Okay, first, Jade: You could get ANYTHING from that cross unless you know something about your axolotls' parents. Interesting color morphs in axies are all based on recessive genes (as far as I know!), which means that as long as the animal has one copy of the normal gene sequence you won't see any difference -- your wild-type animal could be carrying the alleles for leucistic, melanoid, or golden babies and you'd never know it without breeding it with the right partner. Leucistics have two copies of the recessive allele controlling melanophore migration, so if you bred two leucistics together you would only get leucistic babies. But, again, you don't know their genotypes for the other colors, you only know they have ONE copy of the normal gene variant.
melr70: Congratulations, your wild-type axie is heterozygous for the leucistic gene.

You'd expect just about a 50/50 split of babies in that situation, vs. all wild-type offspring if that animal had two copies of the wild-type gene.

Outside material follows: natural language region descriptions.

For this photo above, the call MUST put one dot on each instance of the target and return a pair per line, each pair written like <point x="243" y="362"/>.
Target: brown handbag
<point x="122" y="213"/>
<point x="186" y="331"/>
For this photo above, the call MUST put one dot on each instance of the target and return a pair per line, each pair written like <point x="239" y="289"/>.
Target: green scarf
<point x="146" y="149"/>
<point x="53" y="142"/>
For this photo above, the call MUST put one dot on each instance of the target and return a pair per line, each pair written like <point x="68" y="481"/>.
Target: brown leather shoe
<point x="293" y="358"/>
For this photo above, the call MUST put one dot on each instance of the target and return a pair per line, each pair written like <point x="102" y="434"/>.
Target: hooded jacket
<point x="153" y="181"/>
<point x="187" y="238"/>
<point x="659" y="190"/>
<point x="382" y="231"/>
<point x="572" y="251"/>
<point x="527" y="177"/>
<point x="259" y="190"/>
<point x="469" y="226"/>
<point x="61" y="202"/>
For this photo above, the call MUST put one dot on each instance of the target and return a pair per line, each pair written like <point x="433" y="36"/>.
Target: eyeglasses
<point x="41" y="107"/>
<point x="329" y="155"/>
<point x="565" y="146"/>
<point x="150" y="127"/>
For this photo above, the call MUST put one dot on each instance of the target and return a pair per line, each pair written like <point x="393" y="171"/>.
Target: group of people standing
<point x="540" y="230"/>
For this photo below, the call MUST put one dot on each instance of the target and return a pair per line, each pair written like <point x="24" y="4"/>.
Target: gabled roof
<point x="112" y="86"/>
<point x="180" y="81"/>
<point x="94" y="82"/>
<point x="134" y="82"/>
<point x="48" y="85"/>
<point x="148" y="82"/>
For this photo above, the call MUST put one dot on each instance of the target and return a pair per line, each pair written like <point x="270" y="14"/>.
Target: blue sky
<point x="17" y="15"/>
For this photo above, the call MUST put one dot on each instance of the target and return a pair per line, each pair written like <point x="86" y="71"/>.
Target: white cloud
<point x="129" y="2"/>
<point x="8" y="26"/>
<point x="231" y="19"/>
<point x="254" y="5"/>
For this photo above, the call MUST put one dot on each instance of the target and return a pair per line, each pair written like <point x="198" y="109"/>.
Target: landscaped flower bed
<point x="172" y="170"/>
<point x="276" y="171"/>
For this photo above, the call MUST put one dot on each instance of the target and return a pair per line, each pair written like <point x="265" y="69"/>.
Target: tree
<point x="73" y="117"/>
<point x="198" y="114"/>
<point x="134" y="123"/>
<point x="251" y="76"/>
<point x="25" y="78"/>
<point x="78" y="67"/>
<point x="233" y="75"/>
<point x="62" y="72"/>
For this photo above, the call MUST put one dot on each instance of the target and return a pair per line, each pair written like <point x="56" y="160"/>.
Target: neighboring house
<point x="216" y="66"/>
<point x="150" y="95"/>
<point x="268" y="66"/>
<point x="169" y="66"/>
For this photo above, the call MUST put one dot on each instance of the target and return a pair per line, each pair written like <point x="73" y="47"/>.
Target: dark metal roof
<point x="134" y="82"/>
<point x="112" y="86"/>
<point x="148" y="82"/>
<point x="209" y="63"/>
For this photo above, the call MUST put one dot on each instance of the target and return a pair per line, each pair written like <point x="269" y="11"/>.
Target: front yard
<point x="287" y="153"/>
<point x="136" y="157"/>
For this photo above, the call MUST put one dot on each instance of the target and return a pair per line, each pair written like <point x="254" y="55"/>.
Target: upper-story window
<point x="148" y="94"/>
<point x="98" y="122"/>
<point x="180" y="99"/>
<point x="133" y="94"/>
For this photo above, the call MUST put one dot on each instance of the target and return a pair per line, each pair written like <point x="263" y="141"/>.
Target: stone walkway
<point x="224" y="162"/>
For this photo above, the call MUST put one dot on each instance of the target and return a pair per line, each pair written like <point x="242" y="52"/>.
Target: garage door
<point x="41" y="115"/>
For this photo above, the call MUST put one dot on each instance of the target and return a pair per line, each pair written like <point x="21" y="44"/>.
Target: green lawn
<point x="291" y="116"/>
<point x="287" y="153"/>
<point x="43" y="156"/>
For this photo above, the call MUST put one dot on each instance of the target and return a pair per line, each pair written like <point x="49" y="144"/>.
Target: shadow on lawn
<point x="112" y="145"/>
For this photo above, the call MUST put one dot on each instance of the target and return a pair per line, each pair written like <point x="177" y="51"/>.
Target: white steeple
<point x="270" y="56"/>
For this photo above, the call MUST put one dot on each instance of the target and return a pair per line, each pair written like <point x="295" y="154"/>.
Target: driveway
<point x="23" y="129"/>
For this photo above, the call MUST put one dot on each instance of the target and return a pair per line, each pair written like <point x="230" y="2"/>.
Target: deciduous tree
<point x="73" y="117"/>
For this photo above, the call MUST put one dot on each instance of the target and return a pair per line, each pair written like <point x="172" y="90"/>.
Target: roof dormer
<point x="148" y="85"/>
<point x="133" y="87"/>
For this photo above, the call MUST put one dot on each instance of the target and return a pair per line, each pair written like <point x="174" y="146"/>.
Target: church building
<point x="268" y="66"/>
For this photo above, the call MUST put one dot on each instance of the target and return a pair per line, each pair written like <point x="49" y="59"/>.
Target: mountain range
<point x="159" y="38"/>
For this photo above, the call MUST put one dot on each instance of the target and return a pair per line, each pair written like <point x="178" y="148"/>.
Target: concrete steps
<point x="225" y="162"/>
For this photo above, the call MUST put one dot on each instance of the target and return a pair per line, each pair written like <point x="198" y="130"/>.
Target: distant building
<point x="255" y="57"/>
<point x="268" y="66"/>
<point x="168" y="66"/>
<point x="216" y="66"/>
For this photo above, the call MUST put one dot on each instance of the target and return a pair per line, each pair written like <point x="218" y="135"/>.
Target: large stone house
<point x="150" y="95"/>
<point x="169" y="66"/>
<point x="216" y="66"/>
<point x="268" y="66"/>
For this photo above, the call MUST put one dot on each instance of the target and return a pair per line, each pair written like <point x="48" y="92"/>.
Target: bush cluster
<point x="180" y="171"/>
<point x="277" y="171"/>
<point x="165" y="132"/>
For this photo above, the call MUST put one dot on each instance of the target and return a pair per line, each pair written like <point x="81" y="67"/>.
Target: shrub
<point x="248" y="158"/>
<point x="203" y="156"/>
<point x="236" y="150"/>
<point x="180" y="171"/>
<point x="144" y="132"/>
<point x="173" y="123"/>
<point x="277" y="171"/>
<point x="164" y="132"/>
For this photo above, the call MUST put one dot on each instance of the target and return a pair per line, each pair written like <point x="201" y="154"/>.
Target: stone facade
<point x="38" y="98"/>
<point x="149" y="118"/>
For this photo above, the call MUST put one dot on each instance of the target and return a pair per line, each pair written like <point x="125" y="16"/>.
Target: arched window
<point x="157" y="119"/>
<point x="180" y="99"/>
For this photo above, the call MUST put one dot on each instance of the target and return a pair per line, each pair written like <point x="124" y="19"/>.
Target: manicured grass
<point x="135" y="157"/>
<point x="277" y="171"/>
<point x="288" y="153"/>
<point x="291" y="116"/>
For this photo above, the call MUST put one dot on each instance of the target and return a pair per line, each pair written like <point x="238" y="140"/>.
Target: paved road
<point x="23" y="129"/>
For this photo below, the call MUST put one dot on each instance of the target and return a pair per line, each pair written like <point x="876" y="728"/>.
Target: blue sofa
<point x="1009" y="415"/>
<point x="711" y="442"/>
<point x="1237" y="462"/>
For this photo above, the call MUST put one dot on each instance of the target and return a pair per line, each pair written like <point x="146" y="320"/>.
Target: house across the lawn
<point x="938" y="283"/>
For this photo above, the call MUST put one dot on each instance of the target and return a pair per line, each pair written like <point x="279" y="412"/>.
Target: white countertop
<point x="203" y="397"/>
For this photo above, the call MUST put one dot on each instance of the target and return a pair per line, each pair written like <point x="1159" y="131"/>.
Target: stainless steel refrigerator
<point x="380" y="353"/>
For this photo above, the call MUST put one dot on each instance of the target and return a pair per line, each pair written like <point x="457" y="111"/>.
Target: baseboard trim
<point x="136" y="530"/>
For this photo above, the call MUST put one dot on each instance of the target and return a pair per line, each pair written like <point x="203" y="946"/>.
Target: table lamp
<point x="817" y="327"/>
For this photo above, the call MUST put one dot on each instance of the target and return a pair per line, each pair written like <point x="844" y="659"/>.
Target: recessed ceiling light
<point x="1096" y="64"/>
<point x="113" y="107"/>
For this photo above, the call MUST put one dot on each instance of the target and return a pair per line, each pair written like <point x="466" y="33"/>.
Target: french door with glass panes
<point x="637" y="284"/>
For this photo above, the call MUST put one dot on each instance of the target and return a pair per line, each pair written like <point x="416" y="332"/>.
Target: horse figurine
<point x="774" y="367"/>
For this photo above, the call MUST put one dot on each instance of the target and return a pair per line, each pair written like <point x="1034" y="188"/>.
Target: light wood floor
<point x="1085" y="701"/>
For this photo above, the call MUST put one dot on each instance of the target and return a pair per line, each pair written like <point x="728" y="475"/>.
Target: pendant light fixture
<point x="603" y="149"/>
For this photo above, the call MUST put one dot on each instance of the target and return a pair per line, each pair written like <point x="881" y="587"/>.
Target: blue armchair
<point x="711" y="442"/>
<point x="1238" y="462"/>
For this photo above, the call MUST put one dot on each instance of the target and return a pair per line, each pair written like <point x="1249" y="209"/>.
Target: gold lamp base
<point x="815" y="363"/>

Rachel: I don't understand how copper works, so I can't speak to that cross. There's a thread where Ollie mentions thinking it's a weak melanin-production enzyme, which would make it recessive. But based on your leucistic/wild mating's offspring, the wild-type parent's genotype must be Dd Aa (heterozygous for leucistic and for golden albino) and the leucistic parent's must be dd Aa. The ratios aren't perfect, but 9 is a small enough number that random variation will play a significant part in what we see.